KoffmanThe Department of History is pleased to announce that David Koffman, currently a SSHRC Postdoctoral Fellow in the Department of History at the University of Toronto, has enthusiastically accepted the Dean’s offer of a full-time appointment at the rank of Assistant Professor in the Department, effective July 1, 2013. On gaining tenure and promotion, he will assume the J. Richard Shiff Chair for the Study of Canadian Jewry.

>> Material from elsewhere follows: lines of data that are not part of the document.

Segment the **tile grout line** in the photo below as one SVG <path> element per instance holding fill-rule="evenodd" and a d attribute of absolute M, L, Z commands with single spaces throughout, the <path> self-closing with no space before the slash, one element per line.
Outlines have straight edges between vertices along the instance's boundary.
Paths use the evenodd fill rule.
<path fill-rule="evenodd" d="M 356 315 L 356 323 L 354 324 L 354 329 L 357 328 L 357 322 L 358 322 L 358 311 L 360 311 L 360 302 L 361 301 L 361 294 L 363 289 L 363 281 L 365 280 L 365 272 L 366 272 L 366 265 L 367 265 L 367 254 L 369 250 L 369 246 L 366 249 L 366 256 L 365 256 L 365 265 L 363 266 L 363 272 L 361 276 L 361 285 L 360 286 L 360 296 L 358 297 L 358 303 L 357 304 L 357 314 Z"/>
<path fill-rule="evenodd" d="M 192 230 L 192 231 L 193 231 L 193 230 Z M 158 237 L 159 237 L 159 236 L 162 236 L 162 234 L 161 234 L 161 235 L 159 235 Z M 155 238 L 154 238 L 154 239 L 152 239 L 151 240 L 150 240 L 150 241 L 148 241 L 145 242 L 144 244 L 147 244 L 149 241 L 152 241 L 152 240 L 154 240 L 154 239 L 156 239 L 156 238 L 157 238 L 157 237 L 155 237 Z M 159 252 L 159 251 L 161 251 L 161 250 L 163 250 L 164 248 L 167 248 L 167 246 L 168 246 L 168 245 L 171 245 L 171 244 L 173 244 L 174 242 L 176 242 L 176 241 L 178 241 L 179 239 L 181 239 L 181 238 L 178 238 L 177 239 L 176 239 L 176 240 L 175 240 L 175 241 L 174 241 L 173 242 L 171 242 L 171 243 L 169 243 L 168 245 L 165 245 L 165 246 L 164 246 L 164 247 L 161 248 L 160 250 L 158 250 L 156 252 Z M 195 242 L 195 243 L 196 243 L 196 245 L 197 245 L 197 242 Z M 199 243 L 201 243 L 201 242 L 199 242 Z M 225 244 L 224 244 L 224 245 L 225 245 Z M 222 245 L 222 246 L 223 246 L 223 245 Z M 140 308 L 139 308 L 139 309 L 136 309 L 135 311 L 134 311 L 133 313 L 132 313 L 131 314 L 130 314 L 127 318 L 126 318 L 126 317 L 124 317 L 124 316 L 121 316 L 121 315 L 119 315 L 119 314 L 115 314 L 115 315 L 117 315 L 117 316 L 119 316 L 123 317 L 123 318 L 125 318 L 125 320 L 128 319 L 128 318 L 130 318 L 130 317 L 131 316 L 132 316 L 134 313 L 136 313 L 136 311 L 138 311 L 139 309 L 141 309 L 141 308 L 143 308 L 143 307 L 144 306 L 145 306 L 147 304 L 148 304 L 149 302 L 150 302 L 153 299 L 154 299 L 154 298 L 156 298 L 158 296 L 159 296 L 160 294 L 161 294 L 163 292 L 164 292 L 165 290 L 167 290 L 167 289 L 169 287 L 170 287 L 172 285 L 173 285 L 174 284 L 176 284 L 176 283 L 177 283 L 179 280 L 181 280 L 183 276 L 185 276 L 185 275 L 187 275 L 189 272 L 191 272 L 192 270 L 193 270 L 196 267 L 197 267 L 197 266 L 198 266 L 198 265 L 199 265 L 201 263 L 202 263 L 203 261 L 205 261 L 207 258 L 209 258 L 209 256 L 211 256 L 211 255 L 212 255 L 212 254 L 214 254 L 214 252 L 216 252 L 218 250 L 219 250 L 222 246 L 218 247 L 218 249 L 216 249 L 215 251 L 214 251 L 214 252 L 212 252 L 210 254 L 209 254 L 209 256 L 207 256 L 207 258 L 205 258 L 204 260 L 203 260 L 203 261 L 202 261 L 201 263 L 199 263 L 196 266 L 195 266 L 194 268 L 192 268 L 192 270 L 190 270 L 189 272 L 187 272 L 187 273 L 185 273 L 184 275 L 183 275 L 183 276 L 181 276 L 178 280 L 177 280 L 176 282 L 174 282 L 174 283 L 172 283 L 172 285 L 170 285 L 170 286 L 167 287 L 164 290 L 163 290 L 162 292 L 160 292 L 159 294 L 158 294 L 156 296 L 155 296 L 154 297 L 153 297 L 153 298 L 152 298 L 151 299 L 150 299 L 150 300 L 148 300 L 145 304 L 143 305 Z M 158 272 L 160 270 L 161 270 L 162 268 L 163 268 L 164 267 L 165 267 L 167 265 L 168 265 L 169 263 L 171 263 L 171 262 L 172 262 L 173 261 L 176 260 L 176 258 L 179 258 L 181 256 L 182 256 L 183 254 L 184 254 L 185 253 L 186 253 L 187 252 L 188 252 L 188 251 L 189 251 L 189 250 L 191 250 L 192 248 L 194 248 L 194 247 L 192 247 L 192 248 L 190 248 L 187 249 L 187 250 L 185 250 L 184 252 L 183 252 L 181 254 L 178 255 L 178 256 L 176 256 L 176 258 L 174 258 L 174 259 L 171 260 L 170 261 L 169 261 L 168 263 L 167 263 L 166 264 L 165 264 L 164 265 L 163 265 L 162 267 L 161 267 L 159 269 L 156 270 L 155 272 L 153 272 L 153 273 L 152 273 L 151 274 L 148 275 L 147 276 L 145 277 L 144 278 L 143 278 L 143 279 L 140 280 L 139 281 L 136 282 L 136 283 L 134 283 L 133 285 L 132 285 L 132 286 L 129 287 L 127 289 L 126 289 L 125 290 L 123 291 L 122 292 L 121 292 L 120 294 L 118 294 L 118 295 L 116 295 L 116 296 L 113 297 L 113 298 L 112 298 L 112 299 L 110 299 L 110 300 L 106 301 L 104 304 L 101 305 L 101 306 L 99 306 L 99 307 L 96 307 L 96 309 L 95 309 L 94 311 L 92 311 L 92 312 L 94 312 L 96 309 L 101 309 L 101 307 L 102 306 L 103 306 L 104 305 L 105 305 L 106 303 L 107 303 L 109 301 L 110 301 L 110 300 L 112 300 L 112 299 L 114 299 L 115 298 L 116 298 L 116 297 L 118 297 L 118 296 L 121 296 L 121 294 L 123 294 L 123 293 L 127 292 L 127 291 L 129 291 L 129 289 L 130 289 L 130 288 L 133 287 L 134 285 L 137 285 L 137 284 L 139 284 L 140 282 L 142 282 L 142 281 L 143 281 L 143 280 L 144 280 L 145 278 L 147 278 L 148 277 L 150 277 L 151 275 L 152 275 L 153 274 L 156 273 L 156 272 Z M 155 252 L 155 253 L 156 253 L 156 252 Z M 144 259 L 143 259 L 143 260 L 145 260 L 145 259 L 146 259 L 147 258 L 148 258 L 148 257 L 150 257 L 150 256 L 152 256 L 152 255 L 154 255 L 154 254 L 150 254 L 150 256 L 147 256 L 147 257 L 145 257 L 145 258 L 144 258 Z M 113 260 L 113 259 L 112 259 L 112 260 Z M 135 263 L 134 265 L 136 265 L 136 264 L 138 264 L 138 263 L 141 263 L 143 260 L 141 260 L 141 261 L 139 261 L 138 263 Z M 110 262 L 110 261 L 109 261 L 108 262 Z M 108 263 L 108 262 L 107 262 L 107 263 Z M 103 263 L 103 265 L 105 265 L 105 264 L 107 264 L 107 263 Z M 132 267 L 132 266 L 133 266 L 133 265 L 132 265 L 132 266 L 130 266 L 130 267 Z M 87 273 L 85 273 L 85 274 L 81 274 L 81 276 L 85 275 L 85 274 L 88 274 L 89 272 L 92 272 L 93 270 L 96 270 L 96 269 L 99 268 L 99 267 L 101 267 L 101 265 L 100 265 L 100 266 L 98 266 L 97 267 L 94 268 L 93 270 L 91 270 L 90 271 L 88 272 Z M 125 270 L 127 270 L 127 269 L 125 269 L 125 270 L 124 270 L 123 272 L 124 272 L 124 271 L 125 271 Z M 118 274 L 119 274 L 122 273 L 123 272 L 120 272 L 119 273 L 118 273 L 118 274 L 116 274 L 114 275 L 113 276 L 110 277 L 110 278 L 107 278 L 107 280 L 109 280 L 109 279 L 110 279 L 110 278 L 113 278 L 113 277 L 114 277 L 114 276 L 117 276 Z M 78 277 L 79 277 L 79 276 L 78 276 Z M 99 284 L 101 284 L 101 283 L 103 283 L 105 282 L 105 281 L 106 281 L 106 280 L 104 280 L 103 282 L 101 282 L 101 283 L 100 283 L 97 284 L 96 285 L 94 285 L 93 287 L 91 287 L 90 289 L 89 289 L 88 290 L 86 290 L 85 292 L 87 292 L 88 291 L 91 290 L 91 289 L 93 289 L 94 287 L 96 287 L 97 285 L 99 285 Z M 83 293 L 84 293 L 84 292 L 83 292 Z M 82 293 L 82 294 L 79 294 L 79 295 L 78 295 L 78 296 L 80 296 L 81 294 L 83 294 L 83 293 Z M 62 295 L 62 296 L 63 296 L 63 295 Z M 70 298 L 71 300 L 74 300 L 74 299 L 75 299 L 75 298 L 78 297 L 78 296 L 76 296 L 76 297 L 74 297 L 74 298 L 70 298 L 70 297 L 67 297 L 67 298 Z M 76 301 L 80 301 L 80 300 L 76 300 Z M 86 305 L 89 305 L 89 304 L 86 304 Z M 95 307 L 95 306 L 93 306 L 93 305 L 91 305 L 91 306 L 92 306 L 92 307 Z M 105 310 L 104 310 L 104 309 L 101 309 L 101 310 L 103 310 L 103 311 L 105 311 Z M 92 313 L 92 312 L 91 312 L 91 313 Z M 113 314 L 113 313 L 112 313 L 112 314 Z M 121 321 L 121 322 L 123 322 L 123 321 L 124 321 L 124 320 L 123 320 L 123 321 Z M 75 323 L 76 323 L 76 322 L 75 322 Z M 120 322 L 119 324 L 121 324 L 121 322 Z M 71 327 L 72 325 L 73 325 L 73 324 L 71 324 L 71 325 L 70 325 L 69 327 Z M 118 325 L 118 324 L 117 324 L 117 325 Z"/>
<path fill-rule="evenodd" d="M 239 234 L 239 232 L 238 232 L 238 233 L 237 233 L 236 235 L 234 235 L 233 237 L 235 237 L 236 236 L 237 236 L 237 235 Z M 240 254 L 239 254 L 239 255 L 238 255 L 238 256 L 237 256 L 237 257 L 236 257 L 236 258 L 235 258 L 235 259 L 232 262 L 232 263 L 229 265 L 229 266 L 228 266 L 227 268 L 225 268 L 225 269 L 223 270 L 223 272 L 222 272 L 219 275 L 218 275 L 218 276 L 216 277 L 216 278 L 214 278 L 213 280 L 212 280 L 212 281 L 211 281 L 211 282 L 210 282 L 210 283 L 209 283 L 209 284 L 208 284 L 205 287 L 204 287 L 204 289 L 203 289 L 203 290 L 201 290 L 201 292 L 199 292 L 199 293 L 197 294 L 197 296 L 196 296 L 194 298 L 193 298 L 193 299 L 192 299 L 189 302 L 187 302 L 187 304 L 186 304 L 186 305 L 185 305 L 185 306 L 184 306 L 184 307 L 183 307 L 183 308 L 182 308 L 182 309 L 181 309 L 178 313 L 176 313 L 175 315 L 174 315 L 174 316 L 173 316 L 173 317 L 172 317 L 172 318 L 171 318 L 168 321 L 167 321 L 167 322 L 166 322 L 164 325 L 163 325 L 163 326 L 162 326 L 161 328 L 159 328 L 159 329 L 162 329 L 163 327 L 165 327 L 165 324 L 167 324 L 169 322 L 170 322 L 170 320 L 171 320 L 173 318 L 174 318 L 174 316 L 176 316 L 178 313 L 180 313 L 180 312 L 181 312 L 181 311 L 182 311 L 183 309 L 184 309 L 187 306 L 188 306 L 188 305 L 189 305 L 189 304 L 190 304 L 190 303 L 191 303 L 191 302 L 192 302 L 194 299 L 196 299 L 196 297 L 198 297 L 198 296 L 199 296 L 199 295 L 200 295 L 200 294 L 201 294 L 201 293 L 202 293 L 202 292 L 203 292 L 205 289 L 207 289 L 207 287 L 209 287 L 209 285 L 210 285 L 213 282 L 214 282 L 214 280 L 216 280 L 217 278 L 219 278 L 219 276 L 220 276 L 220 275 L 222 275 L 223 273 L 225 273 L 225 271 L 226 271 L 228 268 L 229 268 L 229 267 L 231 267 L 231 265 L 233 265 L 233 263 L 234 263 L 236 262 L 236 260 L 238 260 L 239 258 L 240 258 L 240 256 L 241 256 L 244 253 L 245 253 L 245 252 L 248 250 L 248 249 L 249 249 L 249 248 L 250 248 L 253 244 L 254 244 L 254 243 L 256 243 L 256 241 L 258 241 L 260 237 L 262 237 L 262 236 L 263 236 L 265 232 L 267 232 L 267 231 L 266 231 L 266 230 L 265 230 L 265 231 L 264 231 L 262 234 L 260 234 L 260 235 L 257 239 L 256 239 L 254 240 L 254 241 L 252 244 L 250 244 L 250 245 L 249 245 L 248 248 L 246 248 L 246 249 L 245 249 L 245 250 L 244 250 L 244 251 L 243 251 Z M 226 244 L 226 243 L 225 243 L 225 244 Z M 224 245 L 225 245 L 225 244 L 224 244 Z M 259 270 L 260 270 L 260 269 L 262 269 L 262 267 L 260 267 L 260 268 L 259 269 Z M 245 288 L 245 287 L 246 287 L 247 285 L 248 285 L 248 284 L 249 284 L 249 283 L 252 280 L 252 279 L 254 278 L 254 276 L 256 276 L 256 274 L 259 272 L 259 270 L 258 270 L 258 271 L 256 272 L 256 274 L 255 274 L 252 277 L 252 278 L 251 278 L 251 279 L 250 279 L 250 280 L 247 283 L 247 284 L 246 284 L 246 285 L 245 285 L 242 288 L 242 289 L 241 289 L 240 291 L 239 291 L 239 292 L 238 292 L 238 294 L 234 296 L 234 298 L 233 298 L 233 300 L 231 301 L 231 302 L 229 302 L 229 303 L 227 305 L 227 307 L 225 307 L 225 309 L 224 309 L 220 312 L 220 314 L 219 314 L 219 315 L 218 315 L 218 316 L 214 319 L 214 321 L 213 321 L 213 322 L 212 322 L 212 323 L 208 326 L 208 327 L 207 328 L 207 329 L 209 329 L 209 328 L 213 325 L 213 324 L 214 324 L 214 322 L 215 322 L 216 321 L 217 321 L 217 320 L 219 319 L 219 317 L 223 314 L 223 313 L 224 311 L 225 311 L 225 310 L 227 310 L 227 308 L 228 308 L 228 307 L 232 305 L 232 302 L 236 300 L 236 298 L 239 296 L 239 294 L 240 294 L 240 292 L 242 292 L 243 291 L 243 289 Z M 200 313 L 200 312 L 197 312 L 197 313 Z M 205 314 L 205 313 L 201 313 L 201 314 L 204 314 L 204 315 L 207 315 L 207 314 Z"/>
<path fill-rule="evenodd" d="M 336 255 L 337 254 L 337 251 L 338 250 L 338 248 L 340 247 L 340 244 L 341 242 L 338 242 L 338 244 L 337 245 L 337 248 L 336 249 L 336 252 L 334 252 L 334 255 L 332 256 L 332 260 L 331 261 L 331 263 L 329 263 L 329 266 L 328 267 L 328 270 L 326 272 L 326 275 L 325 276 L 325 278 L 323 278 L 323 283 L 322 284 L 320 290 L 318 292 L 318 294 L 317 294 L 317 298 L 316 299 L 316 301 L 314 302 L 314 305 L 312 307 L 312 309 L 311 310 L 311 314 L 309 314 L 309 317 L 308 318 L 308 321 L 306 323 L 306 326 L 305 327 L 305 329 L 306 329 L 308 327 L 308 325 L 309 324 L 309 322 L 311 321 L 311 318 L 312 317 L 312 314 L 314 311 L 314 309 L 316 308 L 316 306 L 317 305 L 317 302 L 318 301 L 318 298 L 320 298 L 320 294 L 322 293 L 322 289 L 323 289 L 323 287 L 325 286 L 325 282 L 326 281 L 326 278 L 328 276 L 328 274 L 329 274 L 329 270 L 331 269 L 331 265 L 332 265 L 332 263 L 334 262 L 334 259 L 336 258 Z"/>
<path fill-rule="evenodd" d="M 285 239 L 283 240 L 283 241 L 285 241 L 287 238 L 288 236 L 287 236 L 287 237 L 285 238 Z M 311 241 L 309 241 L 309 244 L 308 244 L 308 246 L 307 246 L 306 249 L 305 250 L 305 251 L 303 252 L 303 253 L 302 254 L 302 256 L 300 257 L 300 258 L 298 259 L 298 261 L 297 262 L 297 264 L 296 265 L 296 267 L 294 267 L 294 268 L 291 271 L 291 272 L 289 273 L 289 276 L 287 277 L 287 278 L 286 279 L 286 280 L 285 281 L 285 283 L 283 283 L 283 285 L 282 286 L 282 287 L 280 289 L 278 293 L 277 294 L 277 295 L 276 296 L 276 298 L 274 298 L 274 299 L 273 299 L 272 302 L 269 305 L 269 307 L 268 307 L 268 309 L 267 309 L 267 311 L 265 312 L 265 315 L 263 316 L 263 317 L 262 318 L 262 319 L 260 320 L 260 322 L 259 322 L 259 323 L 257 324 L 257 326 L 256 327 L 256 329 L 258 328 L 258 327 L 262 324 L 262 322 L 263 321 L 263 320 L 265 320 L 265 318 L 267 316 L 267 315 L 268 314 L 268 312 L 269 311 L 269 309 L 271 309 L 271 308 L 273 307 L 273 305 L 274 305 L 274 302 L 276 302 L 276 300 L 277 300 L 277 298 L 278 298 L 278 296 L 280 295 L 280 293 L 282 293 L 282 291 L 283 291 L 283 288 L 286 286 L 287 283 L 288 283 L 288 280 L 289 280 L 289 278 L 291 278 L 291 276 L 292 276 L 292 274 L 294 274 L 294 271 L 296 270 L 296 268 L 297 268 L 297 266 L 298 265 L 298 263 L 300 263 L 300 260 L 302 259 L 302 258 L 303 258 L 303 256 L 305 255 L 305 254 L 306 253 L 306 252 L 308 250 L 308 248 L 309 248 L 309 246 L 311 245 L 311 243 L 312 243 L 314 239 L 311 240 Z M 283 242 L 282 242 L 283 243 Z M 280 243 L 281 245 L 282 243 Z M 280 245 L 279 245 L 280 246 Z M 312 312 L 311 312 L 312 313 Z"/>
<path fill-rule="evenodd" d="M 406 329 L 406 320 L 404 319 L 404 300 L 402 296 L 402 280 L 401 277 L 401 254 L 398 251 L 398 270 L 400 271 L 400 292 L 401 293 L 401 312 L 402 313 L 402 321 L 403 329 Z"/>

David is a cultural and social historian of the modern Jewish experience, with expertise in Canadian and American Jewries. His dissertation, which won the Salo Baron Award for best dissertation in Jewish history in the Americas (2008-2011), examined encounters between Jews and Native Americans in the late 19th and early 20th centuries.  David received his Ph.D. from the Departments of History and Hebrew & Judaic Studies from NYU in 2011, and holds Masters degrees in Anthropology (University of Toronto), Jewish Studies (NYU) and Public Administration (Robert F. Wagner Graduate School of Public Service, NYU). During his SSHRC Post-Doctoral Fellowship at the University of Toronto he has begun research and writing on the cultural history of circumcision debates at the intersection of medicine and religion in American life.  He is the co-editor of the journal Canadian Jewish Studies.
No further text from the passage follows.